Sans-abri : avec le froid, les signalements au 115 ont triplé à Paris

Avec la baisse des températures, le nombre d'appels de particuliers au 115 pour signaler des sans-abri a triplé dimanche à Paris. Mais impossible de trouver une solution pour tous.

Ivry-sur-Seine (Val-de-Marne), le 1er janvier. Au bout du fil, les employés du Samu social répondent aux questions des personnes en détresse et tentent de leur trouver des solutions.
Ivry-sur-Seine (Val-de-Marne), le 1er janvier. Au bout du fil, les employés du Samu social répondent aux questions des personnes en détresse et tentent de leur trouver des solutions. LP/OLIVIER ARANDEL

    La nuit dernière, le prix de la place qu'elle occupait dans une auberge de jeunesse a augmenté de 8 €. Impossible de suivre. D'ici à quinze jours, Gabriella* le sait : elle sera venue à bout des maigres économies qui lui permettaient encore de dormir au chaud. Alors, dimanche, comme une résolution, la trentenaire a pour la première fois appelé le 115, le numéro d'urgence pour les personnes sans solution d'hébergement.

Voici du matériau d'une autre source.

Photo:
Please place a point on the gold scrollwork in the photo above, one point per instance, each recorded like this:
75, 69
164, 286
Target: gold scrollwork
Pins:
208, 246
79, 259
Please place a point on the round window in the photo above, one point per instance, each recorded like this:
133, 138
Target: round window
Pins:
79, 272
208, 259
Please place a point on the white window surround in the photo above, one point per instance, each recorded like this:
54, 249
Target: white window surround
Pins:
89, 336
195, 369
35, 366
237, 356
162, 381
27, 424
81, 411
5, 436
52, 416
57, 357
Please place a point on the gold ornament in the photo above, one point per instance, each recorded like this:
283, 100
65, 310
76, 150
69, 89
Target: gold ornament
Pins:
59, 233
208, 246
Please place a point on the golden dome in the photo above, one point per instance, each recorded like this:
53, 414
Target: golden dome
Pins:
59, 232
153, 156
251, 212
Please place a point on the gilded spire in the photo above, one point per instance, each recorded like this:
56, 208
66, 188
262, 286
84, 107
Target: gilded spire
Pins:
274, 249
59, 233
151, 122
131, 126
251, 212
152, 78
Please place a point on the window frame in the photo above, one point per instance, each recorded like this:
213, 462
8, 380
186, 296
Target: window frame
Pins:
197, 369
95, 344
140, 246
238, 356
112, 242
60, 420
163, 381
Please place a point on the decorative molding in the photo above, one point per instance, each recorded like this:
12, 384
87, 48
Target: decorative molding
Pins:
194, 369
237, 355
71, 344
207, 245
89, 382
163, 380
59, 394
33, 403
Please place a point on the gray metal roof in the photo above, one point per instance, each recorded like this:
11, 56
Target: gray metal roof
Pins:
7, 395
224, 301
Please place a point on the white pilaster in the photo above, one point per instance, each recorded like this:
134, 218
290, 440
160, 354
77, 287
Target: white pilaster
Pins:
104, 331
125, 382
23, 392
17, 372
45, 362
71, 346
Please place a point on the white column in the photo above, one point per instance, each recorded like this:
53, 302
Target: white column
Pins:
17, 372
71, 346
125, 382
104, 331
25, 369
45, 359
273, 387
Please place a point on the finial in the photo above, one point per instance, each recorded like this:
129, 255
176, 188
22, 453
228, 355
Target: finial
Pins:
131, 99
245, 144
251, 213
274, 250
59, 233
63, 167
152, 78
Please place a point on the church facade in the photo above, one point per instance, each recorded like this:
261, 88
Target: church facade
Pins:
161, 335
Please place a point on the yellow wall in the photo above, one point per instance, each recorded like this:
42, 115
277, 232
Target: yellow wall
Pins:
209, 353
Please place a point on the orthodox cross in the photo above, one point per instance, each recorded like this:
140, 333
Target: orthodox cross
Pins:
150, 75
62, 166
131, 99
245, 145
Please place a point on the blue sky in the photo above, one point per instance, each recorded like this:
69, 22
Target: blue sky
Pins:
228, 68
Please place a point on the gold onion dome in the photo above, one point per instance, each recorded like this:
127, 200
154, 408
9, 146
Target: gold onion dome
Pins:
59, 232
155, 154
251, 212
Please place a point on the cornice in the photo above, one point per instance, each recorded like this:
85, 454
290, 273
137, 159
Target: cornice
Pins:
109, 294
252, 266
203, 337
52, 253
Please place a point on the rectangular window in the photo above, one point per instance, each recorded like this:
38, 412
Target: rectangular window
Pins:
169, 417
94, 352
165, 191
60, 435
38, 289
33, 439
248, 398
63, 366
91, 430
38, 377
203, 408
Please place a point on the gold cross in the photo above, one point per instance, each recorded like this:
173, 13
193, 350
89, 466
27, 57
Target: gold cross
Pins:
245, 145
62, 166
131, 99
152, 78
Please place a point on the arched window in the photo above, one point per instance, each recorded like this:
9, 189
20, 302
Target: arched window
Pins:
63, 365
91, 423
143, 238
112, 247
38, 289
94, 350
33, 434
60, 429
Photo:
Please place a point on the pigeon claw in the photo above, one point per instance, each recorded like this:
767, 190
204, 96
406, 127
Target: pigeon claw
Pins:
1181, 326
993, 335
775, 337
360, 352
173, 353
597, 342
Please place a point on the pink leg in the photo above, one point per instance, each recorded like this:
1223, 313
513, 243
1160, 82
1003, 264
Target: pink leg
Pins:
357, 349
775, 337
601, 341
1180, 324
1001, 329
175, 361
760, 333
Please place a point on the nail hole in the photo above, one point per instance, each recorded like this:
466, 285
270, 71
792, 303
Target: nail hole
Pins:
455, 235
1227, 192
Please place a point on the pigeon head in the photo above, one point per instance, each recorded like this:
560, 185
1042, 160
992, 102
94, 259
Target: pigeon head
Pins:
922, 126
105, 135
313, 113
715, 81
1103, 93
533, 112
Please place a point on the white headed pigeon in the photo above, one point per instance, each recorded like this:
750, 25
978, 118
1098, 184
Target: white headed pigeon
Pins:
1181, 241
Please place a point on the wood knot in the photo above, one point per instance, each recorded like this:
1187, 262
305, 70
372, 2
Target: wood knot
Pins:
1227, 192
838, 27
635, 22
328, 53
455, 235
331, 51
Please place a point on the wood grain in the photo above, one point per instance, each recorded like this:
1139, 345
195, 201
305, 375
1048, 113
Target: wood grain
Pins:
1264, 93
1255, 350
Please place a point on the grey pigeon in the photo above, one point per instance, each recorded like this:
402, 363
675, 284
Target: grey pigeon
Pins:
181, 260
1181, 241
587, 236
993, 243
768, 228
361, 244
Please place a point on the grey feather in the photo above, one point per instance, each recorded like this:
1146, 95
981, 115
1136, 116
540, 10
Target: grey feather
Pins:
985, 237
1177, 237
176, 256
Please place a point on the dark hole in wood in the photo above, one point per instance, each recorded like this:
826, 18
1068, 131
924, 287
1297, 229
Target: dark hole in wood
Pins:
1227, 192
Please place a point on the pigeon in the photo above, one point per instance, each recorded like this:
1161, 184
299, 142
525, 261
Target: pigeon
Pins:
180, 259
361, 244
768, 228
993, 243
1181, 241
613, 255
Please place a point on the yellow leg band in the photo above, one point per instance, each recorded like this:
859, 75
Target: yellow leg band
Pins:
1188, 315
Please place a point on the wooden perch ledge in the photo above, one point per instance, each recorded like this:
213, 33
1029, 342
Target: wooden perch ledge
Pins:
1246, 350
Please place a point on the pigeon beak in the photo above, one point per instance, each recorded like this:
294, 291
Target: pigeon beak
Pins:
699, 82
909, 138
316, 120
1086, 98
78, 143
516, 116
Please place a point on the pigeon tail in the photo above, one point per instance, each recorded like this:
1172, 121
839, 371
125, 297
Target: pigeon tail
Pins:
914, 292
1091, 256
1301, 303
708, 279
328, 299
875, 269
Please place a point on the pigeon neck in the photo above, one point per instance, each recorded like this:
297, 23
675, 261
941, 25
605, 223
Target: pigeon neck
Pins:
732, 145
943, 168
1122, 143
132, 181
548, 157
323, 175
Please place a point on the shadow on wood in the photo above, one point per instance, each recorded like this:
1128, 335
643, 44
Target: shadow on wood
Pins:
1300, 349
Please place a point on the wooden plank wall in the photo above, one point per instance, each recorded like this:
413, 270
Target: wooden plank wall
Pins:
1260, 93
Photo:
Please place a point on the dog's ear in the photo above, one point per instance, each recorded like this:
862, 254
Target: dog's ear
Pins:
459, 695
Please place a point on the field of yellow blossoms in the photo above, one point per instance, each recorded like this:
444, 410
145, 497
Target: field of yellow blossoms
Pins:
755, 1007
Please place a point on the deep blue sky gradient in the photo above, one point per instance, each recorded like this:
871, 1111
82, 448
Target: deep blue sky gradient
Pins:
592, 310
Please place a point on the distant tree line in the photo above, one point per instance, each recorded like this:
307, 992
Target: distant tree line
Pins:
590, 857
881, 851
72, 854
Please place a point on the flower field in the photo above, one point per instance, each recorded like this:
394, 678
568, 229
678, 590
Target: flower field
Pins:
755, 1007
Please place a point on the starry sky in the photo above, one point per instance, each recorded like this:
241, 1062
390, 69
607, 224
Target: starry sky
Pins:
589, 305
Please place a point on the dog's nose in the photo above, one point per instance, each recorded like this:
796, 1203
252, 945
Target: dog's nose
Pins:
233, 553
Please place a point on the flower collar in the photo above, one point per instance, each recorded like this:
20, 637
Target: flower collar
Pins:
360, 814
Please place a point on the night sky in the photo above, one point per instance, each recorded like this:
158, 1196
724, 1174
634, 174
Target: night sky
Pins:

    « Quand j'ai senti le froid ce matin, j'ai compris qu'il y avait urgence. Je dois prendre le taureau par les cornes. Avant, je pensais que le 115 était pour les losers. Aujourd'hui, je sais que ça n'a rien de honteux », explique-t-elle d'une voix ronde et claire. Gabriella* vient d'un milieu favorisé. Elle a fait une grande école de commerce. Mais une mauvaise spirale l'a aspirée vers le bas. « Ça fait six mois que je dors parfois chez des copains, parfois en auberge, parfois sur le siège d'un cybercafé ou dans des bars de nuit. »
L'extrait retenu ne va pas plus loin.